Like most epoxies, heat can cause the epoxy to cure fast – sometimes too fast. This can greatly affect how quickly you will need to prepare, mix the two epoxies, saturate the liner and finally get it into the pipe. Luckily, there are a few techniques to slow down the curing process when it’s hot outside.
- Find a shaded area to wet out the liner.
- Place the liner on plywood to keep it from absorbing heat from the ground.
- Wet down the plywood with water (the evaporated water will cool the liner).
- Once the epoxy is poured into the liner, roll it through the liner as quickly as possible to get the epoxy out of its mass. This will keep the liner from heating up.
- If you are not lining multiple elbows, then half fold the liner and then tape it. This will not build as much heat as tri-folding the liner.
- If the epoxy filled liner is too warm, pour ice water over the liner to slow down the chemical curing reaction.

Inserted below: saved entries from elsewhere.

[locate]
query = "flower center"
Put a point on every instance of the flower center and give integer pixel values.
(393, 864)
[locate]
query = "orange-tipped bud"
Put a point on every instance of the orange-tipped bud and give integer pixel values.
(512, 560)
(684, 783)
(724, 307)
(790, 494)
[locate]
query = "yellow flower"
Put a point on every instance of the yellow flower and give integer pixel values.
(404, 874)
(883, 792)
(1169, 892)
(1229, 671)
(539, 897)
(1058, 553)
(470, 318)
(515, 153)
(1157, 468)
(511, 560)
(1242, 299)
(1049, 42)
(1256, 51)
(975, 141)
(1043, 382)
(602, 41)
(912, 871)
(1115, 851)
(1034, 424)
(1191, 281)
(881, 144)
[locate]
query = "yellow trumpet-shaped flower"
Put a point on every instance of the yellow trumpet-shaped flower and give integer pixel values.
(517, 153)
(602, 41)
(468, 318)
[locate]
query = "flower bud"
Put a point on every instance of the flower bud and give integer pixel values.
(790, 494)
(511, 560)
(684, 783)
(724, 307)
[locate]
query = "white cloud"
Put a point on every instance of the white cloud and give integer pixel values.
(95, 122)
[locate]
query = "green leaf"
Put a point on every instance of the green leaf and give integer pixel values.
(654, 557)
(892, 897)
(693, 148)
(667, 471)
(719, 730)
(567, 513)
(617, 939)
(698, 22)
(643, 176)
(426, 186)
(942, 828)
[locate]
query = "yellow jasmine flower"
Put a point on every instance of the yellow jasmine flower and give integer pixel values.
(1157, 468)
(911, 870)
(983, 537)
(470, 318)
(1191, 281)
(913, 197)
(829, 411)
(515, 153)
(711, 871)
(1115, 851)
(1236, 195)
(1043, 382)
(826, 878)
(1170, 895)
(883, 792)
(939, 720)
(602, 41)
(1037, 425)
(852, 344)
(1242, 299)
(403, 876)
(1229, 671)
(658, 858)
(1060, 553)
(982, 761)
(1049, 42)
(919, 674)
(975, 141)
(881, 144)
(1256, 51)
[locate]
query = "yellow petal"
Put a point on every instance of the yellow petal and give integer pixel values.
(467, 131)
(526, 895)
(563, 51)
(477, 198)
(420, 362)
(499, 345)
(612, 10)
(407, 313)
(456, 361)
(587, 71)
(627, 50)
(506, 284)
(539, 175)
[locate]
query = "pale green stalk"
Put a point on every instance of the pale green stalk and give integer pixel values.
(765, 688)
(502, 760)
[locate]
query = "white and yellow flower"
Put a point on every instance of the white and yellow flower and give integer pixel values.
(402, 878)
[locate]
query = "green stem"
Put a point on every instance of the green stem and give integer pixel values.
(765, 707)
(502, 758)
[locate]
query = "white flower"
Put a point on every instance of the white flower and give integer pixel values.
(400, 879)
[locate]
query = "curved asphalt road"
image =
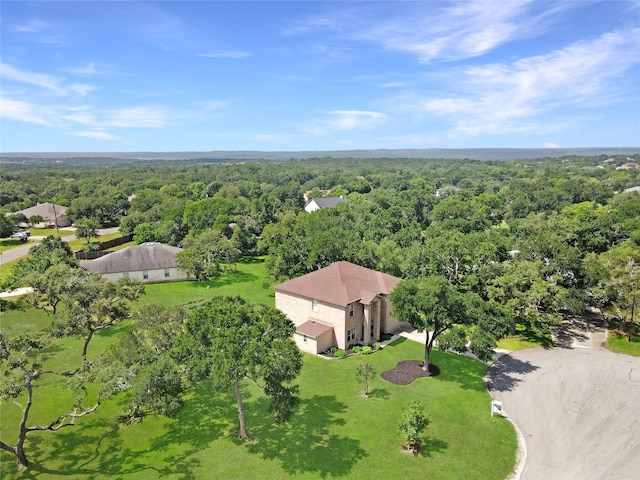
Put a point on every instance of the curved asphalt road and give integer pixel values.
(576, 406)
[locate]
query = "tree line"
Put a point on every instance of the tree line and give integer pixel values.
(483, 248)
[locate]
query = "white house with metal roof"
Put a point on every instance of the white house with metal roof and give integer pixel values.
(323, 202)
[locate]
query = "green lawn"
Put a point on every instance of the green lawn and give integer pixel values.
(335, 431)
(618, 342)
(525, 339)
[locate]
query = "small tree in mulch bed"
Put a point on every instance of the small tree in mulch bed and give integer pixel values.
(413, 422)
(365, 373)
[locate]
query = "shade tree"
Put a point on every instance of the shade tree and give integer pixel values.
(230, 340)
(20, 368)
(95, 304)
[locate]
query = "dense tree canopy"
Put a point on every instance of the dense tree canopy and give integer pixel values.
(230, 340)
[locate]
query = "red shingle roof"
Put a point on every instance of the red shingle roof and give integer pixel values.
(340, 284)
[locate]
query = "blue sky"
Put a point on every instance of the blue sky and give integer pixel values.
(316, 75)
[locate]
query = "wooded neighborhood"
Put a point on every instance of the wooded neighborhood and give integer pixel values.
(232, 287)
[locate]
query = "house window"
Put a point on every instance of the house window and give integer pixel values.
(351, 335)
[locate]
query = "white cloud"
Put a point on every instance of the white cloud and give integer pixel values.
(345, 120)
(435, 31)
(508, 97)
(81, 88)
(50, 83)
(98, 135)
(24, 112)
(137, 117)
(225, 54)
(351, 119)
(33, 25)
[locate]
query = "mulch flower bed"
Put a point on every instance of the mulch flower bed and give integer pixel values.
(407, 371)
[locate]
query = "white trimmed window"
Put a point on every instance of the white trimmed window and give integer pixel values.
(351, 335)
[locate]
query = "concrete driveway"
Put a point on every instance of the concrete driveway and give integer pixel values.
(576, 406)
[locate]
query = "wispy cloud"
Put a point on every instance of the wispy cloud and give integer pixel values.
(24, 112)
(434, 31)
(31, 26)
(48, 82)
(138, 117)
(225, 54)
(98, 135)
(91, 69)
(51, 83)
(346, 120)
(507, 97)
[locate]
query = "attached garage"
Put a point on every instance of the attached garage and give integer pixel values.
(314, 337)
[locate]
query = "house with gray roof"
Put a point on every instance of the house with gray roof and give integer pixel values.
(150, 262)
(339, 305)
(323, 202)
(52, 215)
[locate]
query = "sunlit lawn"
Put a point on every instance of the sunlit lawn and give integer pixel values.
(335, 432)
(619, 343)
(525, 339)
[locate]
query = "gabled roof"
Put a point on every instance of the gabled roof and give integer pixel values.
(327, 202)
(313, 329)
(340, 284)
(48, 211)
(148, 256)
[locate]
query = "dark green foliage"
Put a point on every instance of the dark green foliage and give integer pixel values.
(412, 423)
(229, 340)
(51, 251)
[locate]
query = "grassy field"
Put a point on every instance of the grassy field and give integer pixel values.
(525, 339)
(335, 431)
(618, 342)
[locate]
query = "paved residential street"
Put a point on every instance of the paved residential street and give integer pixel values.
(577, 406)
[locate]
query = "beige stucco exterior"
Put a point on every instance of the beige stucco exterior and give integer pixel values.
(315, 345)
(369, 321)
(152, 276)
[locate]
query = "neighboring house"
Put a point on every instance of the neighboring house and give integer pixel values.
(323, 202)
(339, 305)
(149, 262)
(52, 215)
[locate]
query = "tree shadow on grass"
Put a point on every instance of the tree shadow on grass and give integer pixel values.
(432, 445)
(381, 393)
(462, 370)
(96, 449)
(504, 375)
(226, 279)
(306, 444)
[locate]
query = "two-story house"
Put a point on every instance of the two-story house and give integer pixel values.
(340, 305)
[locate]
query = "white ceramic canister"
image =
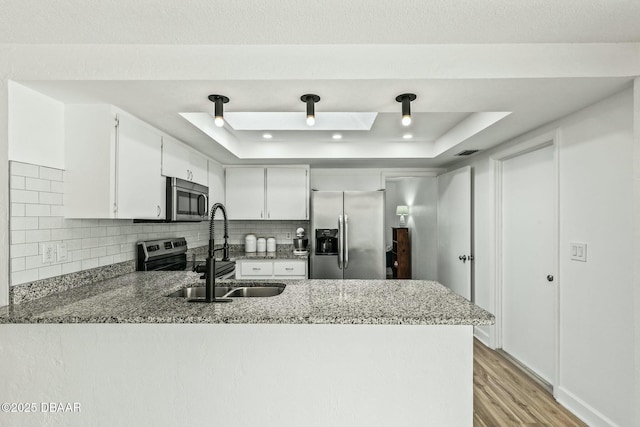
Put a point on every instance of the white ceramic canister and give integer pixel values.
(271, 244)
(250, 243)
(262, 244)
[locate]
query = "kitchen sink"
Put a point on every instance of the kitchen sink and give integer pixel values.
(256, 290)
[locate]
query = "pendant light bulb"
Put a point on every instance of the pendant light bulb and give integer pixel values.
(310, 100)
(218, 102)
(311, 120)
(406, 99)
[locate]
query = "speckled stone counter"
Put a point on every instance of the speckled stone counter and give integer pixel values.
(140, 297)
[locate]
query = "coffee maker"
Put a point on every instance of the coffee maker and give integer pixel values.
(300, 243)
(326, 241)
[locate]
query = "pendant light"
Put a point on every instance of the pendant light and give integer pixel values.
(218, 101)
(406, 99)
(310, 99)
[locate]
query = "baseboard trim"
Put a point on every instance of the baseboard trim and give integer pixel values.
(482, 336)
(582, 410)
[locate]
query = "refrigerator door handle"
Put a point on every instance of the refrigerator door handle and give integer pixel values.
(340, 242)
(346, 241)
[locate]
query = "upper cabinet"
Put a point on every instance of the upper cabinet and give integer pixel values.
(180, 161)
(216, 183)
(278, 193)
(112, 165)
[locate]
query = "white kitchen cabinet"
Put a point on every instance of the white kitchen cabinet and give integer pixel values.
(245, 193)
(253, 269)
(180, 161)
(216, 183)
(112, 165)
(278, 193)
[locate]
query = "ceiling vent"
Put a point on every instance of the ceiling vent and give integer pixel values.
(467, 152)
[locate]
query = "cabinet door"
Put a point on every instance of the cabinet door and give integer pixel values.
(198, 167)
(244, 193)
(175, 159)
(140, 187)
(287, 193)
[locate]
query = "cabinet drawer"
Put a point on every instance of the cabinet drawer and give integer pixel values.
(289, 268)
(256, 268)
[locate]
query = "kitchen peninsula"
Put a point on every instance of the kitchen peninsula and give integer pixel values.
(324, 352)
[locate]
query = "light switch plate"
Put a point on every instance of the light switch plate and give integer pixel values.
(48, 252)
(578, 251)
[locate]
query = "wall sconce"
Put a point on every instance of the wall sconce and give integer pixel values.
(401, 211)
(310, 99)
(406, 99)
(218, 101)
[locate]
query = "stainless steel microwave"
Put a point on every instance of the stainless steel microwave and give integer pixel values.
(186, 200)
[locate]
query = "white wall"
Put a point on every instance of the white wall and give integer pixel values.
(36, 127)
(421, 195)
(596, 305)
(240, 375)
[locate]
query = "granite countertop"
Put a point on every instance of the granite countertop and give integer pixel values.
(140, 297)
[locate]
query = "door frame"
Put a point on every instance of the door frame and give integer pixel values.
(549, 139)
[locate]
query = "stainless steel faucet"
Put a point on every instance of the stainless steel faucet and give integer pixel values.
(209, 269)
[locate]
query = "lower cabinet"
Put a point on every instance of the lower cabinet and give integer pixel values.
(252, 269)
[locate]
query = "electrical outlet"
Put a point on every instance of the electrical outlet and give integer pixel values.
(579, 251)
(61, 252)
(48, 252)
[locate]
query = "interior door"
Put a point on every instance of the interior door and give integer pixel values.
(529, 260)
(454, 231)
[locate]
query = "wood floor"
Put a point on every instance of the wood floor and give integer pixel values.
(504, 396)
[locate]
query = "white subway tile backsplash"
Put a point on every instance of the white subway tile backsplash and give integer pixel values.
(50, 173)
(98, 231)
(57, 211)
(50, 222)
(25, 169)
(24, 276)
(37, 184)
(17, 209)
(18, 264)
(23, 249)
(50, 198)
(34, 261)
(23, 196)
(23, 223)
(18, 236)
(17, 182)
(71, 267)
(37, 210)
(38, 191)
(32, 236)
(57, 187)
(98, 252)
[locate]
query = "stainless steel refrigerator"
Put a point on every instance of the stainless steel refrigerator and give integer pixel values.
(347, 235)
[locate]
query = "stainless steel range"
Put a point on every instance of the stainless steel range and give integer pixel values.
(171, 254)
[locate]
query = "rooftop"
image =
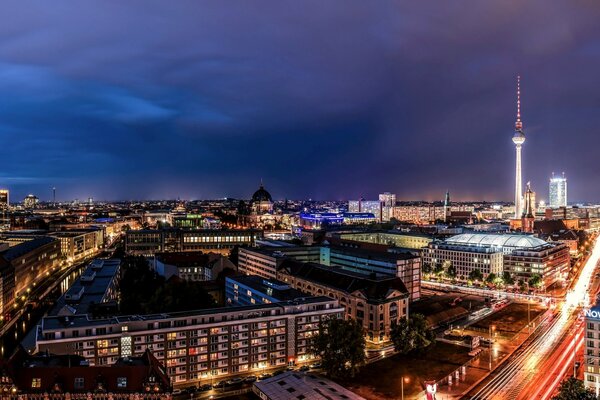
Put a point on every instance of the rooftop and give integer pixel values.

If at any time when feeding the liner into the pipe causes your hands to burn (or the temperate spikes to about 125F) do not install the liner. Unfortunately, you have run out of time. At 200F the liner will instantly harden into whatever shape it is in.
Effectively preparing for CIPP lining in hot temperatures can mean the difference between a successful or unsuccessful installation job. Avoid wasting money, lining equipment and materials, and most importantly your time by taking into account these lining tips.